I agree wholeheartedly with Judge Chezem's dissents in Crutcher v. Dabis (1991) Ind. App., 582 N.E.2d 449, trans. denied and Indiana Civil Rights Com'n v. Union Twp. Trustee (1992), Ind. App., 590 N.E.2d 1119, 1121, trans. denied:

It cannot logically be maintained that the emotional distress suffered by a victim of discrimination is not a compensable "loss" under the statute. Assuring justice necessarily requires the making whole of an injured person, and a person found to have suffered emotional distress certainly is not whole.

Crutcher, supra, 582 N.E.2d at 452 (Chezem, J., dissenting). Judge Chezem's perspective on the meaning of the term "losses" is far more consistent with traditional concepts of compensation than that of Holman.

Indiana Code § 22-9-1-2(f) specifically directs that this state's Civil Rights Act "shall be construed broadly to effectuate its purpose." Holman does not acknowledge this directive and I believe the analytical errors of the opinion stem directly from that omission. The legislative mandate permits the Commission to require "further affirmative action as will effectuate the purposes of this chapter ... as the Commission may deem necessary to assure justice." I.C. § 22-9-1-6(k)(1). This is expansive language, indicating a plenary grant of discretionary remedial power. Construed *299 broadly, this statute expresses a clear intent to provide the Commission with the discretion to fashion relief calculated to remedy the pernicious effects of unlawful discrimination.

My research reveals that the appellate courts in other jurisdictions have come to widely varying conclusions concerning the power of civil rights commissions to make compensatory awards to alleviate the effects of racial humiliation.[2] I believe the better view is that such awards represent a necessary component of the statutory mandate to enforce the remedial policies expressed in civil rights legislation. Here, we should construe I.C. § 22-9-1-6(k)(1) in a manner that gives the Commission the authority to make the expenditure of money the price of unlawful discriminatory conduct. Such construction is consistent with the manifest purpose of the statute — investing the Commission with a meaningful social role in ensuring compliance with civil rights law.
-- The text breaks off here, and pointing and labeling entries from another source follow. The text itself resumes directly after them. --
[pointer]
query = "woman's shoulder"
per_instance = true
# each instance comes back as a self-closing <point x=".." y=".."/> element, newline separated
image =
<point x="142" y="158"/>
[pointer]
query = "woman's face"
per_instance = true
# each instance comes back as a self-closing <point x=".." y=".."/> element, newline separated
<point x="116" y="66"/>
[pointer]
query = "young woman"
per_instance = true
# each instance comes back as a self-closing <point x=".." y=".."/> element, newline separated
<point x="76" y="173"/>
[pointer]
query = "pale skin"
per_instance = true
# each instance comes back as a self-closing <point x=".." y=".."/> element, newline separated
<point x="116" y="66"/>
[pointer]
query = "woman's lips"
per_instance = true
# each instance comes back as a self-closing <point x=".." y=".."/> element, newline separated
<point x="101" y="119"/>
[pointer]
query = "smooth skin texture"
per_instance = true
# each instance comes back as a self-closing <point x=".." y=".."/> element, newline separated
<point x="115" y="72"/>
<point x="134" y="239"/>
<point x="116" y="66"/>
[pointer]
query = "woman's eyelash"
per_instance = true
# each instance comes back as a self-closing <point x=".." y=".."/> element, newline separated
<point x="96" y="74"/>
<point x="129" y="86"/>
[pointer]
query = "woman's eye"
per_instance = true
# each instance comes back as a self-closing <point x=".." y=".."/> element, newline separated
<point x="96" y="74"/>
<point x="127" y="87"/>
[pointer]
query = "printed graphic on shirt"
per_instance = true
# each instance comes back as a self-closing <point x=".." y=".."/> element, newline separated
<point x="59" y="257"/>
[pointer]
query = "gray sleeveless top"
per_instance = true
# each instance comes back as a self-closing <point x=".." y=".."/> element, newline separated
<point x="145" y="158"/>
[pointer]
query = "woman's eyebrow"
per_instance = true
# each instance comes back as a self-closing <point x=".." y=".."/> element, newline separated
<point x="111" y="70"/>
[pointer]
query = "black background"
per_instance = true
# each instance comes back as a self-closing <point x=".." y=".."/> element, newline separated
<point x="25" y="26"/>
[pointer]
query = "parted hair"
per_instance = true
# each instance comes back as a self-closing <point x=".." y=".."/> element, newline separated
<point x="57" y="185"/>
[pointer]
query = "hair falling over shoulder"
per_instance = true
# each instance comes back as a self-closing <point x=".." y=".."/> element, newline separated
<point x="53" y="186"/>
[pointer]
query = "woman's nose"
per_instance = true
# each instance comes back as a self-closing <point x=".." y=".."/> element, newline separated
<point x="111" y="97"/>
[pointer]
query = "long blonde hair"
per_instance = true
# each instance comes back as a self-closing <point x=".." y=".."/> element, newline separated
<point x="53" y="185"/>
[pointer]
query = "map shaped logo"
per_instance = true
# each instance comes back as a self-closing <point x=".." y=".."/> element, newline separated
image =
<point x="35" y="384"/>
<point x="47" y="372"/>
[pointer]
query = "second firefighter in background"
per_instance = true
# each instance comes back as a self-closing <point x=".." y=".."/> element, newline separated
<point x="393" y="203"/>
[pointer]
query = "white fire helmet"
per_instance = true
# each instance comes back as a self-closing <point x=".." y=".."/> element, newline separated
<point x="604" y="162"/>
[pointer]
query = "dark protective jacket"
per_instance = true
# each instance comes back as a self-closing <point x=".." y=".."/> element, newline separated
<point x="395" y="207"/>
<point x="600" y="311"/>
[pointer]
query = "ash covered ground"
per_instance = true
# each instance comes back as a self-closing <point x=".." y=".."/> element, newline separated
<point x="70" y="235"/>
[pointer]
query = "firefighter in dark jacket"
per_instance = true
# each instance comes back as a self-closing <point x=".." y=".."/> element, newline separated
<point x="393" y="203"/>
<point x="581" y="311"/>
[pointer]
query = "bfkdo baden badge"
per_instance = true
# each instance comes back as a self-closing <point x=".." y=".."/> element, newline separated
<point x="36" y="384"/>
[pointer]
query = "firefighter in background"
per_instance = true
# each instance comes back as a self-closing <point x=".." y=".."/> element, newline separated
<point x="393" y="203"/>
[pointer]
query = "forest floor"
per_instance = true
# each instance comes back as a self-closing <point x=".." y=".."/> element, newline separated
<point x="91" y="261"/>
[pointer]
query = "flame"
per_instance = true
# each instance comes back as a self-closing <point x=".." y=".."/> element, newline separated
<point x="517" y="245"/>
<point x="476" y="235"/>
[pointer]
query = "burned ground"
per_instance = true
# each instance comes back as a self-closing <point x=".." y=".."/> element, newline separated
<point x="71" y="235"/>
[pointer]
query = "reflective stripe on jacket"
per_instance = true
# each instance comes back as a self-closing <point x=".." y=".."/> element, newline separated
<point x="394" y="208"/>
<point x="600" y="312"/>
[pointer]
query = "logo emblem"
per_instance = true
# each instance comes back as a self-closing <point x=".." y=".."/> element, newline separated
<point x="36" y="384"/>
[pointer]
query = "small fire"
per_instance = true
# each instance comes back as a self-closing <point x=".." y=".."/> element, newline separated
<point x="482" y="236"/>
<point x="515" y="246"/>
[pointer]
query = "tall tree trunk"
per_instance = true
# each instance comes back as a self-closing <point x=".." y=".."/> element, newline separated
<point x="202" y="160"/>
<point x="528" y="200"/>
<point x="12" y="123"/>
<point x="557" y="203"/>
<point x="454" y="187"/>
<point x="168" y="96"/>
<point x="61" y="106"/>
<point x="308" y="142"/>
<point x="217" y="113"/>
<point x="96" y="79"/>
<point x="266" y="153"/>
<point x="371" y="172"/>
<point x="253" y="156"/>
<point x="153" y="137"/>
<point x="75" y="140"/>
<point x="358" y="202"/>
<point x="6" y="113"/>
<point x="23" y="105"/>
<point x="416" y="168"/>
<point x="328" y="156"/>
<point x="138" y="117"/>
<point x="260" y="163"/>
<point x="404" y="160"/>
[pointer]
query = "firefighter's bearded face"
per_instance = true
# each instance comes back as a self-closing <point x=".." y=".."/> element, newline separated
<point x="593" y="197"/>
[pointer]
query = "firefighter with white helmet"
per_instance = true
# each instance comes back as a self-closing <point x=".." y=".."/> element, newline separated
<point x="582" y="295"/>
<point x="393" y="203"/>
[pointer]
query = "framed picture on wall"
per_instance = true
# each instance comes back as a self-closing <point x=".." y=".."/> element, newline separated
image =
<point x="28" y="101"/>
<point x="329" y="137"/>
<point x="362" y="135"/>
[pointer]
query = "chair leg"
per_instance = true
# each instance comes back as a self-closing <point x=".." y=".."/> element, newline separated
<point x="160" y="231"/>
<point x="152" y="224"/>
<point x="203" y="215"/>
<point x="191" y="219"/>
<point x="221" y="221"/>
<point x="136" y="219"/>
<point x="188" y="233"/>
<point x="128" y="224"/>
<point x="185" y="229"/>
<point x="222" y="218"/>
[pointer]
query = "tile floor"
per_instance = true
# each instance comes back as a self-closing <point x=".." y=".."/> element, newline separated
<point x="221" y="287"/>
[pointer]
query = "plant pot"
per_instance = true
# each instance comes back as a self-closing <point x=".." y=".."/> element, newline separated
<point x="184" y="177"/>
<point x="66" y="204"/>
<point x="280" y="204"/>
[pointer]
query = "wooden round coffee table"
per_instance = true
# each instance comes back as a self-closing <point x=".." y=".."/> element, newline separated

The alternative view, as expressed in Holman, leads to an ineffective Commission, unable to carry out its remedial task. I cannot believe it was the intent of the Legislature to establish a remedial policy, create an agency to enforce that policy, endow that agency with the discretionary mandate to achieve substantive justice, and yet fail to give that agency the most basic of tools to exercise its discretion.

For the foregoing reasons, I would refuse to follow Holman and its progeny and uphold the Commission's award of emotional distress damages and punitive damages.

NOTES

[1] I am aware of the rule of statutory construction which provides that the legislature's failure to change a statute after a line of decisions of a court "of last resort" giving the statute a certain construction amounts to acquiescence by the legislature in that judicial construction. Miller v. Mayberry (1987) Ind., 506 N.E.2d 7. Our supreme court has not addressed the issue here today. Therefore it remains a proper subject for reconsideration. Id.

[2] For a review of relevant case law and an especially thoughtful analysis, see State Human Rights Comm'n v. Pearlman Realty Agency (1977), 161 W. Va. 1, 239 S.E.2d 145.